- Classification: Non-Chalcedonian
- Orientation: Eastern Christianity
- Theology: Oriental Orthodox theology
- Polity: Episcopal
- Associations: Communion of Western Orthodox Churches
- Liturgy: Western Rite Orthodox
- Branched from: Catholicate of the West
- Official website: https://celticorthodoxfaith.com/

= Celtic Orthodox Church =

Autocephalous Christian church

The Celtic Orthodox Church (COC; Église orthodoxe celtique), also called the Holy Celtic Church, is an autocephalous Christian church in the Western Rite and Oriental Orthodox traditions founded in the 20th century in France.

Since 25 December 2007, the Celtic Orthodox Church has been in communion with the French Orthodox Church and the Orthodox Church of the Gauls, forming the Communion of Western Orthodox Churches (CWOC).

The Celtic Orthodox Church claims to be part of the Jules Ferrette episcopal succession line. It also claims historic continuity with ancient Celtic Christianity.

== History ==

=== Foundation ===
The Celtic Orthodox Church was founded in the 20th century by Jean-Pierre Danyel. He was ordained priest by the Mariavite bishop of France in 1951, after failing to obtain an ordination from any Russian, Romanian or Greek Orthodox bishop. However, he doubted the Eastern Orthodox and Catholic churches would recognize the validity of his ordination. Thus, he "received all the orders again on 1 March 1953" from Metropolitan Lutgen of Antwerp of the Église catholique du rite dominicain. Lutgen had received his episcopal consecration from Hugh George de Willmott Newman. After this, Danyel decided to work to restore the ancient Celtic Church of Brittany and took the name of one of the Christian founding saints of Brittany, Tugdual.

Danyel founded the Abbaye de la Saint Présence at Bois-Juhel, Saint-Dolay, "where he lived as an hermit in emulation of the ancient Celtic monks". He "soon attracted disciples" and was elected as the first bishop of the restored Celtic Church. He was consecrated bishop in 1957 by Archbishop Irenaeus of Arles (Comte Charles-Borromée d'Eschevannes), primate of the Sainte Église catholique Gallicane autocéphale. Danyel received the title of "Bishop of Redon". On 19 December 1959, Danyel proclaimed himself metropolitan under the title Tugdual I, Archbishop of Dôl. Danyel "revived Druidic rites" and added to his title "Sa Blancheur l'Humble" ("His Whiteness the Humble") which he claimed was of Druidic origin. His full title was therefore: "His Whiteness the Humble Tugdual I, Archbishop of Dôl, Abbot of Saint-Dolay, Kayermo and Keroussek, primate of the Holy Celtic Church, President of all the non-Roman Christian and Apostolic Churches".

In 1963 or 1964, the organisation consisted of 10 bishops and two to three lay people. The church was called at the time the Sainte Église celtique en Bretagne (Holy Celtic Church in Brittany).

=== Death of the founder to today ===
On 11 August 1968, Danyel died. After his death, his hermitage was abandoned.

In 1977, three monks who were from an abbey in Montpellier founded by a Celtic Orthodox priest, Paul-Edouard de Fournier de Brescia in 1973, came to the hermitage and built a church on the site.

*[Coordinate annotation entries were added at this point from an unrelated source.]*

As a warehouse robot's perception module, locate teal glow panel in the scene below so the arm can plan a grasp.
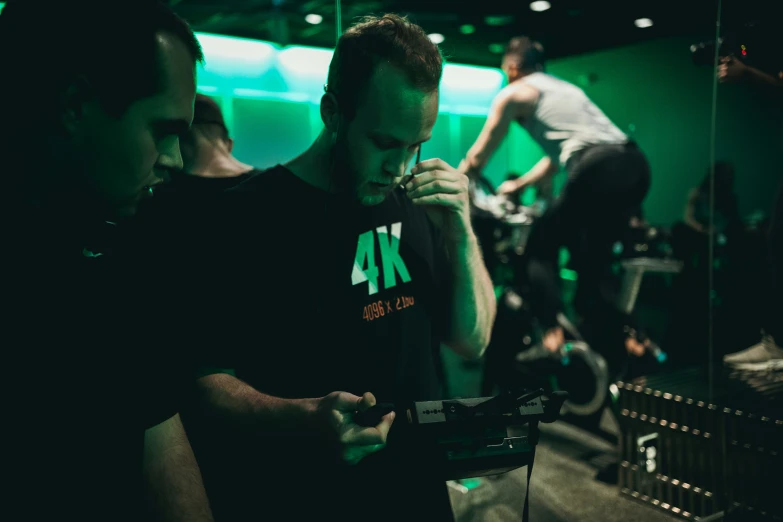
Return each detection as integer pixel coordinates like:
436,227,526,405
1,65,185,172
196,33,509,181
197,33,503,116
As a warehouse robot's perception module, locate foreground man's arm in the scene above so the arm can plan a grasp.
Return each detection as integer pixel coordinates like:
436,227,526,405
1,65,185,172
406,159,496,359
197,373,395,464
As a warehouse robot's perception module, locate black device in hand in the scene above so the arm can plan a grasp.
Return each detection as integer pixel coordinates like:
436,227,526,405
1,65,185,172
353,402,394,428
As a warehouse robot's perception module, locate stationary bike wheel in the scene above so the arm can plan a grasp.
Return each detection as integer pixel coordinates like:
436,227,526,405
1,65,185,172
555,341,609,417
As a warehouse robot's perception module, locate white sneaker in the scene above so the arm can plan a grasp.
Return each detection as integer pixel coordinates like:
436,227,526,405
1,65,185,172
723,335,783,371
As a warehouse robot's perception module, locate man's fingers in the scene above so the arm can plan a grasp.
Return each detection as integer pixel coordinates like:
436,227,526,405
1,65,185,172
356,392,376,411
408,178,464,198
375,412,396,442
342,426,388,446
411,193,462,210
404,170,465,191
331,392,368,413
411,158,451,175
343,444,386,465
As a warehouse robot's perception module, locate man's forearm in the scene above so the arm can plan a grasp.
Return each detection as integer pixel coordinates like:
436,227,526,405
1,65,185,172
144,415,213,522
446,230,496,359
745,66,783,88
197,373,315,435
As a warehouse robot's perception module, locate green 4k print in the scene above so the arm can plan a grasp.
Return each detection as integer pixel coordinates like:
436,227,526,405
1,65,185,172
351,223,411,295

By 1979, the Celtic Orthodox Church was part of the Orthodox Church of the British Isles of William Henry Hugo Newman-Norton.

Paul-Edouard Fournier de Brescia was consecrated bishop under the name Mael in 1980 by the primate of the Celtic Orthodox Church, bishop Seraphim (Newman-Norton).

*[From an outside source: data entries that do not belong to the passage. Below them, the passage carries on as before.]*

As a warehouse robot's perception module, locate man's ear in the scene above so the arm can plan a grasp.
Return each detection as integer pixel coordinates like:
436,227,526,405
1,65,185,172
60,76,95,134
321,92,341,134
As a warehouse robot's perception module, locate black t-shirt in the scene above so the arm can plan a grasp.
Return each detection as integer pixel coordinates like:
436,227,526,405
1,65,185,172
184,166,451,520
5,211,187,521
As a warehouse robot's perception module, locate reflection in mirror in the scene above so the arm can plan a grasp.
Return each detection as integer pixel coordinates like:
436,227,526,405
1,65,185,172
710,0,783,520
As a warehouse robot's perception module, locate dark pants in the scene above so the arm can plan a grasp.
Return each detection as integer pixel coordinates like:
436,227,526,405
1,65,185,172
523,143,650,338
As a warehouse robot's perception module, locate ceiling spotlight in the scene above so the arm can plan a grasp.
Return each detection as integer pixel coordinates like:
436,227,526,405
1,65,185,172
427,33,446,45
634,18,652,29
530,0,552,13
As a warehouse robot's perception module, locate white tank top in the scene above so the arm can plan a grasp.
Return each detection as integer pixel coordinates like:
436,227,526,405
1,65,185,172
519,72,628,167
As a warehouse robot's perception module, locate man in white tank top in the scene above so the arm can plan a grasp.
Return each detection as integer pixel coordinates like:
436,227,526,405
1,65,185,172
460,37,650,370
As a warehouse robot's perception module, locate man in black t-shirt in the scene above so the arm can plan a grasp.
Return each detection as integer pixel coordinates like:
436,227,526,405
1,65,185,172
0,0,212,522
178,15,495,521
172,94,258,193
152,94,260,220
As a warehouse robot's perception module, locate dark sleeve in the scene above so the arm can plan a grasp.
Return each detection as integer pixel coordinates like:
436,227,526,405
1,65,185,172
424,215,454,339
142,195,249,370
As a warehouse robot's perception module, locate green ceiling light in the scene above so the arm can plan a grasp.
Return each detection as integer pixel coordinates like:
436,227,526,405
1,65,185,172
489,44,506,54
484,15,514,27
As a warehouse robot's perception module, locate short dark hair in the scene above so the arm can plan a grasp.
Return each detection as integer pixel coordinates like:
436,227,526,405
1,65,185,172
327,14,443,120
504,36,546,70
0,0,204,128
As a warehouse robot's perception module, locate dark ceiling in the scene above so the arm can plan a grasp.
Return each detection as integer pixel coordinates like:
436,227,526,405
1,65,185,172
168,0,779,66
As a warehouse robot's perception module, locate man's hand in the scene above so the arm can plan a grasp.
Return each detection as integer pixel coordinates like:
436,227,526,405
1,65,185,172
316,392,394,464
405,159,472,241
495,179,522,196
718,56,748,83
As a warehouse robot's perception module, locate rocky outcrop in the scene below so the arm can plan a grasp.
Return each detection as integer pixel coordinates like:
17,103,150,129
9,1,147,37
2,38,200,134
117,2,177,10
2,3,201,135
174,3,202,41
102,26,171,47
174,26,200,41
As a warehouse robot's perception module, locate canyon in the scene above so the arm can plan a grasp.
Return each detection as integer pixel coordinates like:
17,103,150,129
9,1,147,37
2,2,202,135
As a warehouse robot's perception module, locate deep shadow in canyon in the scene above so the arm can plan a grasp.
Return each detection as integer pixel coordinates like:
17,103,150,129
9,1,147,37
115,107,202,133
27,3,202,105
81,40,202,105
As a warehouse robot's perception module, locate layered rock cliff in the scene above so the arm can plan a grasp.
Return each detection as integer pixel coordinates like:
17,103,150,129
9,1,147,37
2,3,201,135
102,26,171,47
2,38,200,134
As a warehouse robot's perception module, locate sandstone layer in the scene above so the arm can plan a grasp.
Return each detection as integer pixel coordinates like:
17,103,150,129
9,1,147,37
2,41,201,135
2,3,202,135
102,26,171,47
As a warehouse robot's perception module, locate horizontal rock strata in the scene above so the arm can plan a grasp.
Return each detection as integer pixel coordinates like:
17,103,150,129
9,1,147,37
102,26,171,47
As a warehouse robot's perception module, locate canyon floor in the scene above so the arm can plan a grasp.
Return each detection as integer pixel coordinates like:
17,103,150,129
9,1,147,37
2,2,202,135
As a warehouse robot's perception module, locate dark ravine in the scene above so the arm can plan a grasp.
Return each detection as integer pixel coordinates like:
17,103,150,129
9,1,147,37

The Orthodox Church of the British Isles and the Celtic Orthodox Church split in 1994, when under Mar Seraphim (William Henry Hugo Newman-Norton) the Orthodox Church of the British Isles joined the Coptic Orthodox Church and changed its name to British Orthodox Church. The Celtic Orthodox Church and some other groups previously under the Orthodox Church of the British Isles remained independent.

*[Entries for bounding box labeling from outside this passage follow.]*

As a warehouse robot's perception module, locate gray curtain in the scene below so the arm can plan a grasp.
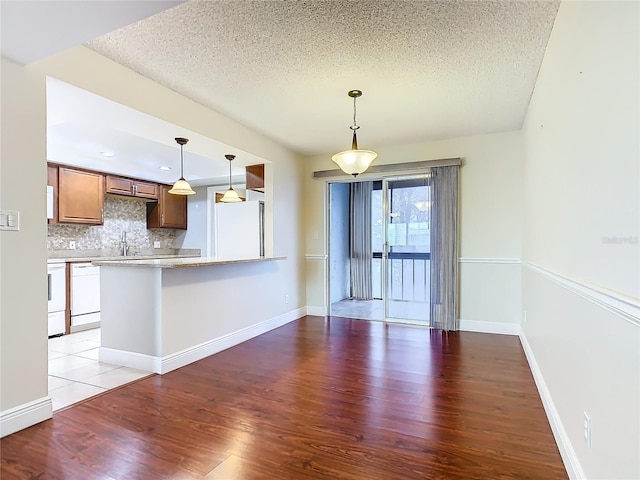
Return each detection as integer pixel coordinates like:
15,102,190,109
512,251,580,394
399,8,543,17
349,182,373,300
429,166,458,331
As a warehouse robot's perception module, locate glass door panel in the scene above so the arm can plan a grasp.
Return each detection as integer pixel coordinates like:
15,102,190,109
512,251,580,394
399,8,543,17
384,177,431,322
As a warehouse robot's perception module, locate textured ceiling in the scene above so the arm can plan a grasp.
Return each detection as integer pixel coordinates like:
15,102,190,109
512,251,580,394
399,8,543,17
86,0,559,154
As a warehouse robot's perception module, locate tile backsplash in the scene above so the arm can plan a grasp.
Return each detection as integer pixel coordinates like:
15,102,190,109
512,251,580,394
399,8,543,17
47,195,176,255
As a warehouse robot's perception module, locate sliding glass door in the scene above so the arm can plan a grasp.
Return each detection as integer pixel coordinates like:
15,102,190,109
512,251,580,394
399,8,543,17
380,177,431,323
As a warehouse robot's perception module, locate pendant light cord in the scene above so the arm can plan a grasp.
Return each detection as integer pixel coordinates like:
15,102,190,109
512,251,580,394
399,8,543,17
179,145,184,178
349,97,360,133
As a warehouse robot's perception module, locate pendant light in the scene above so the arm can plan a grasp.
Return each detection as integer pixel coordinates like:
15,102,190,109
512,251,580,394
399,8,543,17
220,155,242,203
169,138,196,195
331,90,378,177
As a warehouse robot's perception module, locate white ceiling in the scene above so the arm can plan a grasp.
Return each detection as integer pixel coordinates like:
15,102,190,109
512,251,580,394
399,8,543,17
47,78,266,186
0,0,184,65
1,0,559,183
87,0,559,154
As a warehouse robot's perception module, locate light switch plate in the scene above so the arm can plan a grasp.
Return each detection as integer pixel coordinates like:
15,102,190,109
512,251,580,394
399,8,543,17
0,210,20,231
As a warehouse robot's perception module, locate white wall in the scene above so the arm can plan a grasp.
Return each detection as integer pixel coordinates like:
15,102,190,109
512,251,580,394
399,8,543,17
176,187,207,255
305,132,524,333
0,59,51,436
522,2,640,479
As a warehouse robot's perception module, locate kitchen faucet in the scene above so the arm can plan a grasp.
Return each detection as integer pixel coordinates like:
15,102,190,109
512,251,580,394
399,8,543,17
120,232,129,257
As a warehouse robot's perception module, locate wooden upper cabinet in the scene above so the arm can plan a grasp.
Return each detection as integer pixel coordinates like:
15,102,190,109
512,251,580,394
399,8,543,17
106,175,158,200
245,164,264,192
147,185,187,230
47,165,58,223
58,166,104,225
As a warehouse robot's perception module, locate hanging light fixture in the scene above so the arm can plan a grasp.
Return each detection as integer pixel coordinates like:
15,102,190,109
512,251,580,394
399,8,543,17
331,90,378,177
220,155,242,203
169,138,196,195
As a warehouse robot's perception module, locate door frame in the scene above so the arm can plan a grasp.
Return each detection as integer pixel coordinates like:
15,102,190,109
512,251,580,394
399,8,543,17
324,171,429,326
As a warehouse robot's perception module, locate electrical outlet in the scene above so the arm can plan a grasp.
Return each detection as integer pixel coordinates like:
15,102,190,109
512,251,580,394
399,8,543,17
582,412,591,448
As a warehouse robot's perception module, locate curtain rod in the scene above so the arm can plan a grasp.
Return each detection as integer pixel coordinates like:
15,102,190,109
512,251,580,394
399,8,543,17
313,157,462,178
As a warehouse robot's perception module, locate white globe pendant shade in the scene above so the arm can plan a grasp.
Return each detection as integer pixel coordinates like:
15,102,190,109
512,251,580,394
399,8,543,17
331,90,378,177
169,137,196,195
220,155,242,203
169,178,196,195
331,150,378,177
220,188,242,203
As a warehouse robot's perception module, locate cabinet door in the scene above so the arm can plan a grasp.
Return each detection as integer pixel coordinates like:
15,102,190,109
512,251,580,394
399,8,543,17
58,167,104,225
105,175,133,196
133,180,158,199
47,165,58,223
147,185,187,230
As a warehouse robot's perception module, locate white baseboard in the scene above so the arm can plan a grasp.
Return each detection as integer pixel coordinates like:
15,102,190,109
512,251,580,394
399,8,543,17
156,307,306,373
520,331,586,480
0,397,53,437
98,347,162,373
100,307,306,374
459,319,520,335
307,305,327,317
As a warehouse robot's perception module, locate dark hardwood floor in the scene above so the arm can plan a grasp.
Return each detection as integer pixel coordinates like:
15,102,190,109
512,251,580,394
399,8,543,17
0,317,567,480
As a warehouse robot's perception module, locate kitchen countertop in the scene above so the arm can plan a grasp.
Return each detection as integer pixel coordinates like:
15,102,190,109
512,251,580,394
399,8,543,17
47,253,200,264
93,257,287,268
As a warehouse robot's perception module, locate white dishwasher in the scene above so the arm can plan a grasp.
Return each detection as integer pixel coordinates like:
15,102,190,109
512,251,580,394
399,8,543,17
71,263,100,333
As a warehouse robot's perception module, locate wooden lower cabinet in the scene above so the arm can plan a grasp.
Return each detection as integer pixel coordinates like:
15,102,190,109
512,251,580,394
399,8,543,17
58,166,104,225
147,185,187,230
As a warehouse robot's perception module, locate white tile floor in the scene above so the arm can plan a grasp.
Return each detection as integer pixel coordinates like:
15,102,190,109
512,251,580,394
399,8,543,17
49,328,151,411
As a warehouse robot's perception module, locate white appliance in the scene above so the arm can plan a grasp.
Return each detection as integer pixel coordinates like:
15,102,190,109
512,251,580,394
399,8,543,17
47,185,53,218
47,263,67,337
71,263,100,333
215,201,264,259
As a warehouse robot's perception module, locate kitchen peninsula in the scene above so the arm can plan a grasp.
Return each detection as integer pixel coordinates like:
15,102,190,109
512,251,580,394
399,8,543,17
94,257,290,374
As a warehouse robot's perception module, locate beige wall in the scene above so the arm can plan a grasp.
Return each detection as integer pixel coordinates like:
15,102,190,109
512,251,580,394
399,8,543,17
0,59,51,414
305,132,524,324
522,2,640,479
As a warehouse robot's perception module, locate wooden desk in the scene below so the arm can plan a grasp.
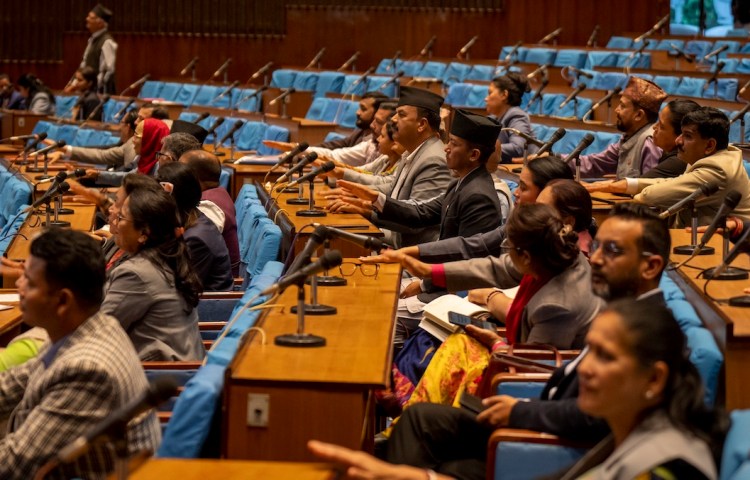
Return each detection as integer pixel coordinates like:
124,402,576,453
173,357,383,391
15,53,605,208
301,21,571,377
119,458,335,480
258,183,383,258
671,230,750,410
5,202,96,260
222,264,401,461
0,109,47,142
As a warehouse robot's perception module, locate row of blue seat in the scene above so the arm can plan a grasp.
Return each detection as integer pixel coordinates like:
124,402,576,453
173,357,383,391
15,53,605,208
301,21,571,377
138,80,261,112
55,95,140,123
0,165,31,252
500,46,651,68
33,120,120,147
157,261,283,458
178,112,289,155
271,69,396,98
494,275,724,480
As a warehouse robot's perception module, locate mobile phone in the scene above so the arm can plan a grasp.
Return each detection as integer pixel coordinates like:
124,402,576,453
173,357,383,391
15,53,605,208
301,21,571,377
458,391,487,414
448,312,496,331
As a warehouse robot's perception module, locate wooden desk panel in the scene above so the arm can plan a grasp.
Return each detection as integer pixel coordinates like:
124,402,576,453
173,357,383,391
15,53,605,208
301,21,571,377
222,264,401,461
123,458,334,480
5,202,96,260
671,230,750,410
258,183,383,257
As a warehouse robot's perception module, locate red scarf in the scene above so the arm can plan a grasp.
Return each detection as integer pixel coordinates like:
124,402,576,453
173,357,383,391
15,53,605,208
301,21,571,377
505,275,549,345
138,118,169,175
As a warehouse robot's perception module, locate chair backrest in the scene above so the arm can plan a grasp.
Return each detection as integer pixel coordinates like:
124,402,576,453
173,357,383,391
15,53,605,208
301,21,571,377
674,77,708,97
258,125,289,155
159,82,182,102
443,62,472,86
417,61,448,78
524,48,557,65
235,121,268,150
292,72,318,92
654,75,680,95
315,71,344,98
553,49,588,68
703,78,740,102
271,68,297,88
606,36,633,50
138,80,164,98
466,65,495,82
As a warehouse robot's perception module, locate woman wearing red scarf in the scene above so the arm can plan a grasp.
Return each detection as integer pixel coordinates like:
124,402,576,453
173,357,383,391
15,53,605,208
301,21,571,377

With the departure of Mar Seraphim, the Celtic Orthodox Church had no primate. Mael was elected primate of the Celtic Orthodox Church by its Holy Synod in 1994 and remained as such until his death in 2014. The current primate is since 2014 Metropolitan Marc (Jean Claude Scheerens).

In 1996, the Celtic Orthodox Church canonised Danyel, its founder.

== Jurisdiction ==
The Celtic Orthodox Church has a presence in North America, Europe, and Australia. Within the United States of America, it has 1 church and 2 chapels; in Europe, it has a monastery in France; 3 churches in the United Kingdom; 1 church in Switzerland; and 1 church in Australia.